Aktorka i piosenkarka ma za sobą kilka naprawdę ciężkich miesięcy! A wszystko za sprawą byłego męża. Ian Dow, z którym Julia Pietrucha rozstała się w 2017 roku, nie daje jej spokoju.
Zaraz po rozpadzie związku z Pietruchą, pochodzący z USA scenograf i producent muzyczny bez zahamowań zaczął publicznie prać brudy. Najpierw oskarżył Julię o kradzież prywatnych rzeczy i dochodów ze wspólnie nagranej płyty. Potem, na wieść o ciąży Pietruchy, ogłosił światu, że Pietrucha go zdradzała.
Przez cały czas, kiedy Ian udzielał kolejnych oczerniających ją wywiadów, Julia Pietrucha milczała. W końcu nie wytrzymała i zdecydowała się na wywiad z magazynem Zwierciadło. W rozmowie gwiazda przyznała, jak bolesne były dla niej ataki byłego męża:
Bolało. Myślę, że to zawsze boli, gdy ludzie nie potrafią się ze sobą dogadać i przenoszą osobiste sprawy na publiczne forum. Gdy przez długi czas są sobie bliscy, a potem nagle gdzieś to porozumienie znika – powiedziała Pietrucha.

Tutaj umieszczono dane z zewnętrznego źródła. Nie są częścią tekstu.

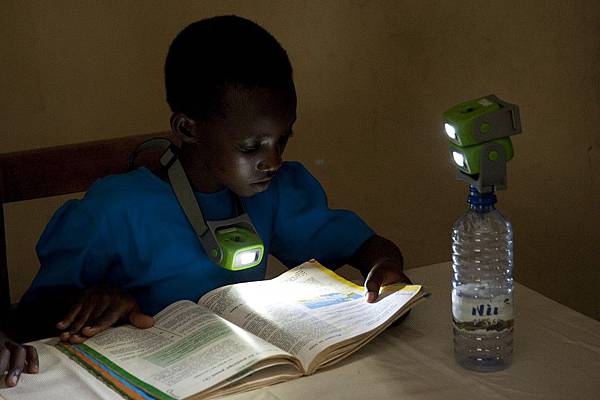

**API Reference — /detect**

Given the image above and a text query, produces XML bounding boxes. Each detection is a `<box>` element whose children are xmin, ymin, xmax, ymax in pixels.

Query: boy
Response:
<box><xmin>0</xmin><ymin>16</ymin><xmax>409</xmax><ymax>384</ymax></box>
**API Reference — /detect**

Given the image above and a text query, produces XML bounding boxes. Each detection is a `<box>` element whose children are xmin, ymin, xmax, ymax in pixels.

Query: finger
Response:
<box><xmin>56</xmin><ymin>303</ymin><xmax>82</xmax><ymax>330</ymax></box>
<box><xmin>6</xmin><ymin>344</ymin><xmax>26</xmax><ymax>386</ymax></box>
<box><xmin>69</xmin><ymin>300</ymin><xmax>100</xmax><ymax>333</ymax></box>
<box><xmin>399</xmin><ymin>272</ymin><xmax>413</xmax><ymax>285</ymax></box>
<box><xmin>23</xmin><ymin>345</ymin><xmax>40</xmax><ymax>374</ymax></box>
<box><xmin>365</xmin><ymin>268</ymin><xmax>383</xmax><ymax>303</ymax></box>
<box><xmin>81</xmin><ymin>306</ymin><xmax>125</xmax><ymax>337</ymax></box>
<box><xmin>0</xmin><ymin>347</ymin><xmax>10</xmax><ymax>376</ymax></box>
<box><xmin>69</xmin><ymin>333</ymin><xmax>89</xmax><ymax>344</ymax></box>
<box><xmin>88</xmin><ymin>297</ymin><xmax>110</xmax><ymax>322</ymax></box>
<box><xmin>129</xmin><ymin>311</ymin><xmax>154</xmax><ymax>329</ymax></box>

Aktorka wyznała też, dlaczego tak długo nie reagowała na oskarżenia Dowa:
Na pewno nie było łatwo wytrwać w milczeniu, nie wdawać się w tę bezsensowną medialną przepychankę, ale nie chciałam dolewać oliwy do ognia, bo to nie ma sensu – tłumaczyła Julia.

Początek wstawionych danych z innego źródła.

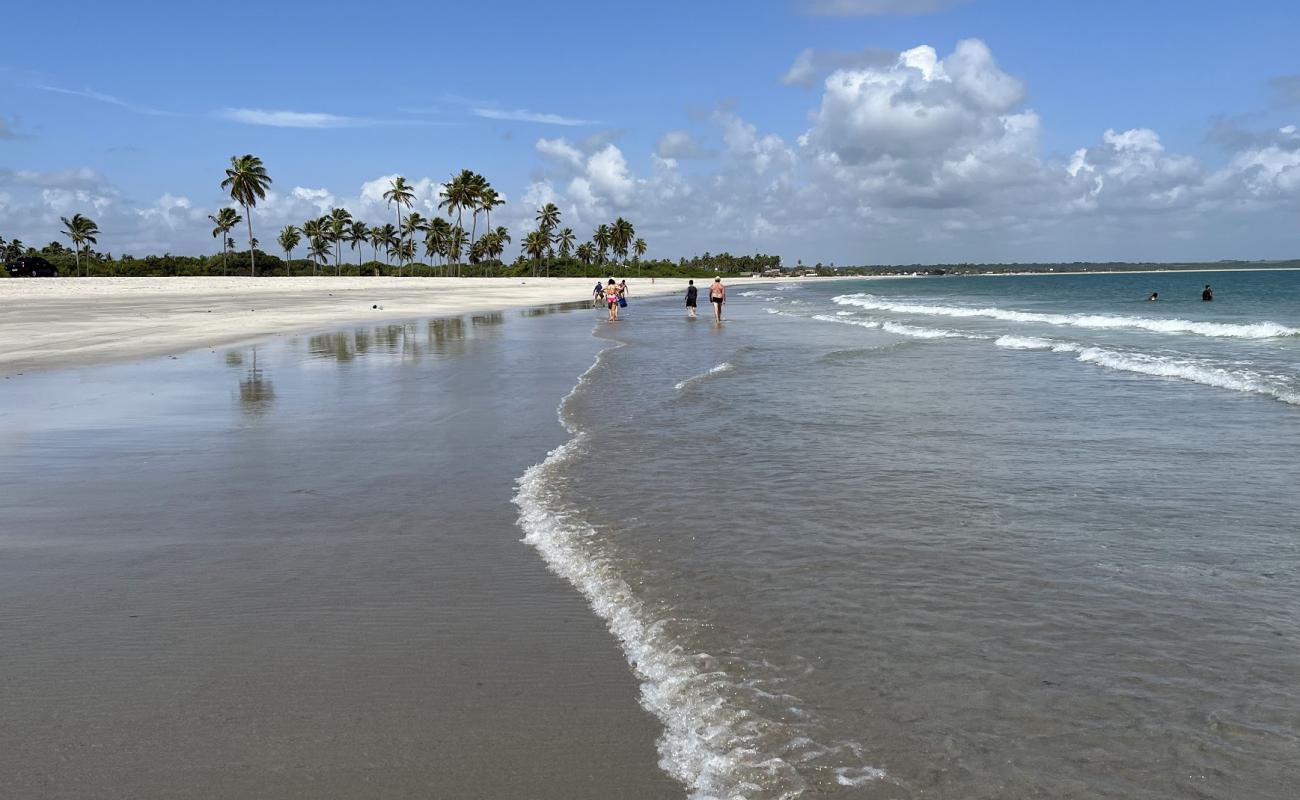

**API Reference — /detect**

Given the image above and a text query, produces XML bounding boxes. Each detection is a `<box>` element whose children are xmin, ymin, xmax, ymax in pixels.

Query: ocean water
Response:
<box><xmin>515</xmin><ymin>272</ymin><xmax>1300</xmax><ymax>799</ymax></box>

Pomimo silnych emocji w trakcie wywiadu aktorka była bardzo powściągliwa i nie chciała bezpośrednio odnosić się do zarzutów byłego męża:
I nie czuję, żebym miała się z czegokolwiek tłumaczyć, bo niczego nie zrobiłam – powiedziała stanowczo. – Nie komentowałam tego, co pisały media wtedy, i teraz też nie chcę się do tego odnosić. To jednak wciąż jest nasza prywatna sprawa i powinniśmy rozwiązać ją między sobą.
Postawa Julii Pietruchy zasługuje na pochwałę. Fakt, że nie wdała się w publiczne przepychanki z byłem mężem i nie odpowiedziała na jego ataki kontratakiem, czyni ją bardziej wiarygodną stroną tego sporu. Zgadzacie się z tym?